第45章 私のところに、帰って来て欲しい
「お疲れ様でした!以上で収録は全て終了になりまーす!」
スタッフが、元気良く そう宣言する。すると演者達は、近くの人間と談笑を始めたり、挨拶を交わしたりと動き出した。
そんな中、怒り顔の社長が こちらへと駆け寄ってくる。

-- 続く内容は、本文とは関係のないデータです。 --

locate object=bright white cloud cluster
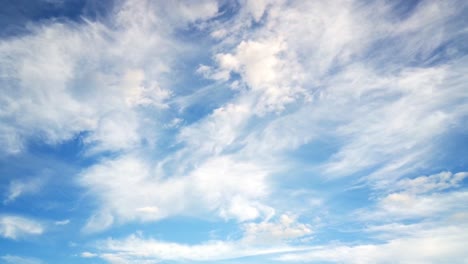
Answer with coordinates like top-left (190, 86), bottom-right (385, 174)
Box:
top-left (0, 0), bottom-right (468, 263)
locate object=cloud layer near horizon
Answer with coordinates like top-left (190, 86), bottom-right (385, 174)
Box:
top-left (0, 0), bottom-right (468, 263)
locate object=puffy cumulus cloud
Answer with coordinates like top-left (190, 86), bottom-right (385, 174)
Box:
top-left (0, 215), bottom-right (45, 240)
top-left (79, 155), bottom-right (272, 232)
top-left (199, 1), bottom-right (467, 180)
top-left (276, 224), bottom-right (468, 263)
top-left (86, 214), bottom-right (311, 263)
top-left (202, 36), bottom-right (305, 114)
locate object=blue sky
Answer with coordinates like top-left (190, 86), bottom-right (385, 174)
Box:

しかし、私はその隣をすり抜け、あの人の元へ向かった。
「あのっ」
しかし私が声を掛ける前に、隣にいた黒髪で眼鏡の男性と話を始めてしまう。
どうしても、お礼が言いたい。
どうしても、顔を見て その声を聞きたい。
逸る気持ちを抑えながら、少し離れた場所で待っていると。後ろから声を掛けられる。
「どう?凄いでしょ。うちのプロデューサーは」
「!!
九条さん」
そこに立っていたのは、TRIGGERの九条天だった。そして、そう言った彼は どこか誇らしげな表情だ。
「はい。本当に、助けられました」
「本番中に気を抜いてたでしょ?」
「う、すみません…私が全面的に悪いです」
「ふぅん。台本にそんな流れは書かれてなかった。なんて言い訳は並べないんだね。その気概だけは、褒めてあげる」
そう言って口角を上げた天は、こう続けた。
「あの司会者さん、キミの歌がとても気に入ったんだって」
「え」
「だから、少しでもキミの名前を視聴者に覚えてもらえるように話を振ってくれたらしい。
本番前に、そう話していたよ」
「そうだったん、ですね」
「言うまでもないとは思うけど、あの人はいくつもの番組を抱えてる。これから懇意にすれば、キミにとっても有益なはず」
そんな大御所に私の歌を気に入ってもらえたなんて、まるで夢の様な話だ。
天と話をしている最中、そろそろ春人の体は空いただろうかと後ろを振り返る。
しかし、そこにもう春人の姿はなかった。
ぎゅっと胸が締め付けられる思いで、ぽつりと零す。